๐ผ Job Description Generator - LLaMA-3 8B
Fine-tuned LLaMA-3 8B model for generating professional job descriptions.
Model Description
This model is fine-tuned on 15,885 real job postings from LinkedIn using QLoRA (4-bit quantization + LoRA adapters).
Performance
- ROUGE-L: +28.8% improvement
- BLEU: +244% improvement
- Output Quality: 6-7x more comprehensive descriptions
Technical Details
- Base Model: meta-llama/Meta-Llama-3-8B-Instruct
- Method: QLoRA (4-bit NF4 quantization)
- Trainable Parameters: 8.4M (0.1% of total)

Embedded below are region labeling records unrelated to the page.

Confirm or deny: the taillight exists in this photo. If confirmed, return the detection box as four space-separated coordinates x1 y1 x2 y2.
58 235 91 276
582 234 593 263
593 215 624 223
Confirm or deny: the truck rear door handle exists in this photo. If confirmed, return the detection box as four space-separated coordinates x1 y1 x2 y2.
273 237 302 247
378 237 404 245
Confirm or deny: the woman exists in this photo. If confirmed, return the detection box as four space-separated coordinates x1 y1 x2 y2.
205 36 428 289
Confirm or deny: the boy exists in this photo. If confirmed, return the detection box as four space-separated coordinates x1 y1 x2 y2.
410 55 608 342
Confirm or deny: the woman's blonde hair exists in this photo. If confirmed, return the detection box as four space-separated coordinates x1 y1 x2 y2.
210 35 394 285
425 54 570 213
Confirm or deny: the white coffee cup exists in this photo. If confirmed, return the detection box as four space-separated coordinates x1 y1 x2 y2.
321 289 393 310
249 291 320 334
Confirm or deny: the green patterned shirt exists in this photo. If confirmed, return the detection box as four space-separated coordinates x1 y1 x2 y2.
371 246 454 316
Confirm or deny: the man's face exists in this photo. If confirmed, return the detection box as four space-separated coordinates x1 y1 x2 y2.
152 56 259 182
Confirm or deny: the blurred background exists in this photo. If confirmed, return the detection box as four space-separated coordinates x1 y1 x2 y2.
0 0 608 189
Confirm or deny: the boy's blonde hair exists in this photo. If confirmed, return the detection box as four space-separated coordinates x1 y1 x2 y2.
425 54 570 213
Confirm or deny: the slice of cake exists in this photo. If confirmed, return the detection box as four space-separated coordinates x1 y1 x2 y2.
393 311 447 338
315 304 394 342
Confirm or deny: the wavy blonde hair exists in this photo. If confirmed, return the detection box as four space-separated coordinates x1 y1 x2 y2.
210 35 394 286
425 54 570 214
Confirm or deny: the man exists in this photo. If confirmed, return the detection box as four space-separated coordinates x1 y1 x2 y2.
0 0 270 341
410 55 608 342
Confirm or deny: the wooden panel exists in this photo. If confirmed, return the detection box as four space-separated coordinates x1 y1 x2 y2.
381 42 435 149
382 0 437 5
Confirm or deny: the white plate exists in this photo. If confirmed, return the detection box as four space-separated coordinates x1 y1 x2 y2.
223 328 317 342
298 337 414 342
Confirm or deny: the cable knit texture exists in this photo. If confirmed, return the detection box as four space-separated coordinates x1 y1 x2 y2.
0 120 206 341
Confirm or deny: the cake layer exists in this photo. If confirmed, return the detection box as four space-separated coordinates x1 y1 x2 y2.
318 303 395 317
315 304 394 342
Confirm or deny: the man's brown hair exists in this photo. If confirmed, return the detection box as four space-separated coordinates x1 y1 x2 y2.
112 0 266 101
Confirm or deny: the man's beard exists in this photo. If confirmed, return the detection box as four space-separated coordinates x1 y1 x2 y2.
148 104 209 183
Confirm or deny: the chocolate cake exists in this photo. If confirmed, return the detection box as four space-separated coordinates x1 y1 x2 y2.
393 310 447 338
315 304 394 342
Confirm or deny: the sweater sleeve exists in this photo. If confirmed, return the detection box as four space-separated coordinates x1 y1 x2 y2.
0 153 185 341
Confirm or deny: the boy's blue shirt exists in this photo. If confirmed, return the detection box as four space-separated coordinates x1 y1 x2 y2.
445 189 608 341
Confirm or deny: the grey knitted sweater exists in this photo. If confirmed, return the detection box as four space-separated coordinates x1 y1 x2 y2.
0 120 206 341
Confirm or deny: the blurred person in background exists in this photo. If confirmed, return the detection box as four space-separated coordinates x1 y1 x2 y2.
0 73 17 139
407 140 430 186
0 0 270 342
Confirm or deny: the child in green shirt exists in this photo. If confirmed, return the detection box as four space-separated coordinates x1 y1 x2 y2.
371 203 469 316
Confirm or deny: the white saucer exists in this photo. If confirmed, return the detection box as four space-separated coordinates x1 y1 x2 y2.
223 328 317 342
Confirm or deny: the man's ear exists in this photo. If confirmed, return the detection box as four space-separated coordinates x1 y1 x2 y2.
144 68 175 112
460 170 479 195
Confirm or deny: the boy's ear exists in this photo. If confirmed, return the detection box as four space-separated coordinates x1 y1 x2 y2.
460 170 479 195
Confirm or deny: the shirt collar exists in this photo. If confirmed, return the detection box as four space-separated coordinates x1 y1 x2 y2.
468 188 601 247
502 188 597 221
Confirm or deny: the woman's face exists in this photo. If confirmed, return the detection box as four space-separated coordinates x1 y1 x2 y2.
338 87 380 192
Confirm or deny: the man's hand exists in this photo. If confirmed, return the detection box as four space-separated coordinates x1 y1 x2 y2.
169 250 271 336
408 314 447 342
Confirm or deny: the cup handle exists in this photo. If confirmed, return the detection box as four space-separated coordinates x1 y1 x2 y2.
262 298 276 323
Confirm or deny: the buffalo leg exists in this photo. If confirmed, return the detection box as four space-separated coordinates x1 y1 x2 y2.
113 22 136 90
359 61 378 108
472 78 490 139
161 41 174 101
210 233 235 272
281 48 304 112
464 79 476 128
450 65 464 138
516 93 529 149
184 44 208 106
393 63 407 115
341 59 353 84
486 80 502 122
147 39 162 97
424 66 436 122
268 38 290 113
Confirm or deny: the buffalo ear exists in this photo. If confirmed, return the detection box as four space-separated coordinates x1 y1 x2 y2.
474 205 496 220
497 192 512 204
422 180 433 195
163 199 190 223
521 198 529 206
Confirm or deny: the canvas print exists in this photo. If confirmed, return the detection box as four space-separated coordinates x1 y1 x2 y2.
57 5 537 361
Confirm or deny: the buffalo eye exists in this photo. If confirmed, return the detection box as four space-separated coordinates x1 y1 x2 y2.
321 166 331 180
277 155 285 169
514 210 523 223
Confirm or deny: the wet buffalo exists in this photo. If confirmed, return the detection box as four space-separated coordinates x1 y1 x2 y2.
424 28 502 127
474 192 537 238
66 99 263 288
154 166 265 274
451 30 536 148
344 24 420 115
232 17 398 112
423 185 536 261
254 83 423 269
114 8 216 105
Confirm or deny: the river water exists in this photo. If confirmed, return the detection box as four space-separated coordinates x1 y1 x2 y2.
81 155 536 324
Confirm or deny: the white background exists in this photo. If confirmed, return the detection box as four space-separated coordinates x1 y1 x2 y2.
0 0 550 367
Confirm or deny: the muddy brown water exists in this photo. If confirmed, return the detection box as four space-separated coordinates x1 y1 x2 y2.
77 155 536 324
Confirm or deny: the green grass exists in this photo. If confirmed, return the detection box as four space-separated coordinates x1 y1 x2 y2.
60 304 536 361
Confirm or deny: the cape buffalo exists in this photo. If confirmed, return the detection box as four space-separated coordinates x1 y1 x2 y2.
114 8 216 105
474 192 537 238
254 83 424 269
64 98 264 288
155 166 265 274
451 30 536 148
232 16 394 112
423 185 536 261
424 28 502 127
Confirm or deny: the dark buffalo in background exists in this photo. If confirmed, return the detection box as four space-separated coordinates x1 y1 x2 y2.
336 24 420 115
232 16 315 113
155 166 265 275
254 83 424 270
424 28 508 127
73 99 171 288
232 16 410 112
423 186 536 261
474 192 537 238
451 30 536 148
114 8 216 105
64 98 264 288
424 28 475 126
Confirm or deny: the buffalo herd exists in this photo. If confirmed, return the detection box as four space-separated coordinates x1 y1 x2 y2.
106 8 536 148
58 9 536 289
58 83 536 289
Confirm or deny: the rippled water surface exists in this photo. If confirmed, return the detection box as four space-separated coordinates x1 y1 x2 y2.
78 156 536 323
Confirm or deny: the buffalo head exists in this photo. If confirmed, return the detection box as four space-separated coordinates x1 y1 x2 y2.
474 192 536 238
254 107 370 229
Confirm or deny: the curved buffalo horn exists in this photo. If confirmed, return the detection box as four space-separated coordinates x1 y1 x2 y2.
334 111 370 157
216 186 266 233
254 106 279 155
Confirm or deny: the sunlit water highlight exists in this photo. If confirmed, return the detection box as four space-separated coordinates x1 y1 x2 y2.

- Training Time: ~6 hours on A100 GPU
- Memory: 6GB VRAM (inference)
Usage
from transformers import AutoTokenizer, AutoModelForCausalLM, BitsAndBytesConfig
from peft import PeftModel
import torch
# Configuration
model_id = "zewail/job-description-generator-llama3-8b"
base_model = "meta-llama/Meta-Llama-3-8B-Instruct"
# Load with 4-bit quantization
bnb_config = BitsAndBytesConfig(
load_in_4bit=True,
bnb_4bit_quant_type="nf4",
bnb_4bit_compute_dtype=torch.bfloat16
)
tokenizer = AutoTokenizer.from_pretrained(model_id)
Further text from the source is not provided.